Although Germany’s primarily licence fee funded public channels ARD and ZDF together still achieve television ratings about 40%, they face increasing competition from the well-financed private broadcasters. Repeatedly, they were defeated in the acquisition of films or sport coverage rights.
But behind the curtain of competition between the still growing number of private channels, the power is concentrated in the hands of the Kirch family and the Bertelsmann group, both holding an incredible amount of shares in the major channels. The Kirchs have shares in SAT1 (43%), PRO7 (47.5%), PREMIERE (25%), DSF (24.5%) and KABEL1 (21.4%), whereas Bertelsmann has got shares in PREMIERE (37.5%), RTL (37.1%), VOX (24.9%) and RTL2 (7.8%). Moreover Kirch and Bertelsmann do not just own television channels, they are also among Germany’s biggest production companies, film and licence traders.
During the past, this concentrated power has been watched by the political parties with objection regarding to the possible misuse of public opinion. But in recent months, Helmut Kohl’s Christian Democrats (CDU) and oppositional Social Democrats (SPD) seem to agree that only strong German broadcasting companies can prevent American groups such as Disney from taking over the German market, which would be seen as a danger for media jobs in Germany.
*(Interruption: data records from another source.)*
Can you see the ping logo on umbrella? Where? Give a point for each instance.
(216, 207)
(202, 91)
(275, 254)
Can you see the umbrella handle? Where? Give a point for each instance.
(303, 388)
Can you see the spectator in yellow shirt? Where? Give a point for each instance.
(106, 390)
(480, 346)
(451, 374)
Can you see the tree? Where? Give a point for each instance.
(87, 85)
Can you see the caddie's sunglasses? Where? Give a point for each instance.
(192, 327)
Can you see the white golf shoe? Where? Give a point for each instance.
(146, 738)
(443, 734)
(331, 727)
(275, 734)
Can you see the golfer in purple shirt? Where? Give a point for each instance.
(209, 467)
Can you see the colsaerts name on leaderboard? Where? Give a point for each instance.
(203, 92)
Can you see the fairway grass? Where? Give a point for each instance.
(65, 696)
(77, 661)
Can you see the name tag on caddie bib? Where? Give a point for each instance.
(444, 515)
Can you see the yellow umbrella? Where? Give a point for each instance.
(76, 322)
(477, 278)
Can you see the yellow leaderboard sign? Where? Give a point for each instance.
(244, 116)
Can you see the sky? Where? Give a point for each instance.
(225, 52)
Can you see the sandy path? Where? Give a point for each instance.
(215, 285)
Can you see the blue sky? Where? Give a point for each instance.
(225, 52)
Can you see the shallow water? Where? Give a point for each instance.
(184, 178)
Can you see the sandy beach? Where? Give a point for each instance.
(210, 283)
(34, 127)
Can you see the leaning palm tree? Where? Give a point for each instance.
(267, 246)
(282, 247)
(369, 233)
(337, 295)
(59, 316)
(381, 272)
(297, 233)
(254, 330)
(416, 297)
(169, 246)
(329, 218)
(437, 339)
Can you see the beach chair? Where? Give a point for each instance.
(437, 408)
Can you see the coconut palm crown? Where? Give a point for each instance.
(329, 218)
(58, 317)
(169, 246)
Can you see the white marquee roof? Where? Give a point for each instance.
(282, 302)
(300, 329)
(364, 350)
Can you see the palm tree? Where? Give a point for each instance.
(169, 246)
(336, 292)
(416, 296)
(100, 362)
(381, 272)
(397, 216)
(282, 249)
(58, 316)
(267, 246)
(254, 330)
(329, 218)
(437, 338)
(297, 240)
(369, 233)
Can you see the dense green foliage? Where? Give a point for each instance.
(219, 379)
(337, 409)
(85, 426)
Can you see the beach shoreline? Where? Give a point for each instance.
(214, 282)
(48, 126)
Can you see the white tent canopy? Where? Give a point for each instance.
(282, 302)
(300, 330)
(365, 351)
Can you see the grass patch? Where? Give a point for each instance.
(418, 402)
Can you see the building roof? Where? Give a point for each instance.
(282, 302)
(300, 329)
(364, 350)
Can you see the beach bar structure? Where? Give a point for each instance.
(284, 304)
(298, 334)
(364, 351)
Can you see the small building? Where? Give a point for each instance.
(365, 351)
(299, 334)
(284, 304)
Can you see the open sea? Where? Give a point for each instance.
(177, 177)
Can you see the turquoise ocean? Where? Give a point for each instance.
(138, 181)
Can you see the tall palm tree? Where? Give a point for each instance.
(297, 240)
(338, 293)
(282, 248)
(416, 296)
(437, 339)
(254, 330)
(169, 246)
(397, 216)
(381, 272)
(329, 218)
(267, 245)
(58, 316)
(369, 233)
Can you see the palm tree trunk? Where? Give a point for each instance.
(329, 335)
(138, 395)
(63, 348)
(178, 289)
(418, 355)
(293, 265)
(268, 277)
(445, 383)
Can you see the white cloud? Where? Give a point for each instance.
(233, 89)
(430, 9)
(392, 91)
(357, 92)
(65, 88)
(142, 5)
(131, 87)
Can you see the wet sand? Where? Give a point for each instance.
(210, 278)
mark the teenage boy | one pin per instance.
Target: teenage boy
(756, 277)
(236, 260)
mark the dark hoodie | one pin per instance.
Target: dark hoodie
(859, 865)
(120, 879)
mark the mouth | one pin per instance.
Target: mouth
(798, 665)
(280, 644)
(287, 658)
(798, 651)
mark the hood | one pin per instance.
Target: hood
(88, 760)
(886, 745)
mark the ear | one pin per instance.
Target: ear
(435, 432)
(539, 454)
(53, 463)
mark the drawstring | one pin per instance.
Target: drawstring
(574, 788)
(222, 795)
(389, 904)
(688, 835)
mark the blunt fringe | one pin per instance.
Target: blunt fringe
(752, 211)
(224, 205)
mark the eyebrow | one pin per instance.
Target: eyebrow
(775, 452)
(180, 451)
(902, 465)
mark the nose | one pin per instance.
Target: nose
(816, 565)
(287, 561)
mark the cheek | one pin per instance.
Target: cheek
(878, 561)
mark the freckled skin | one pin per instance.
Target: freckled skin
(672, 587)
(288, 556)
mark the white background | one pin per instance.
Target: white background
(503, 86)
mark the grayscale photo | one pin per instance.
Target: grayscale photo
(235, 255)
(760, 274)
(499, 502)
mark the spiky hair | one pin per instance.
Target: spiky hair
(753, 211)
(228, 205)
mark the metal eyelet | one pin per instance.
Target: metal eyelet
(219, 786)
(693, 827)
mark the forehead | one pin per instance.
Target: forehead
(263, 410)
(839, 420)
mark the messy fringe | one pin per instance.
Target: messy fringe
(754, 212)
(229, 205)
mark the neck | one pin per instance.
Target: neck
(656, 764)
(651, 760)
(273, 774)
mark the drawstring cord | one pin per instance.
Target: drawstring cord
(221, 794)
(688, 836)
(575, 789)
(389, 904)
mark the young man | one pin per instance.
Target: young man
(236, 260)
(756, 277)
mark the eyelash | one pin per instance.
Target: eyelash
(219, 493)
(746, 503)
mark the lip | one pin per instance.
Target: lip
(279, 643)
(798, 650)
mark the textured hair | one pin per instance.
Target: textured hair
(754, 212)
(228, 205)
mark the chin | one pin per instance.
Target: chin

There are common plans of loosening broadcasting law, allowing single persons or companies more interests than at present, where majority shares are forbidden. In the future, owing one channel up to 100%, a second up to 50% and every further up to 25%, will be allowed. The only limit is supposed to be a total market share of 30%, but regarding to a present 40% share of the public channels, this would represent a 50% portion of the private market. Critics question whether this can be an effective limit to prevent too much concentration in the media market.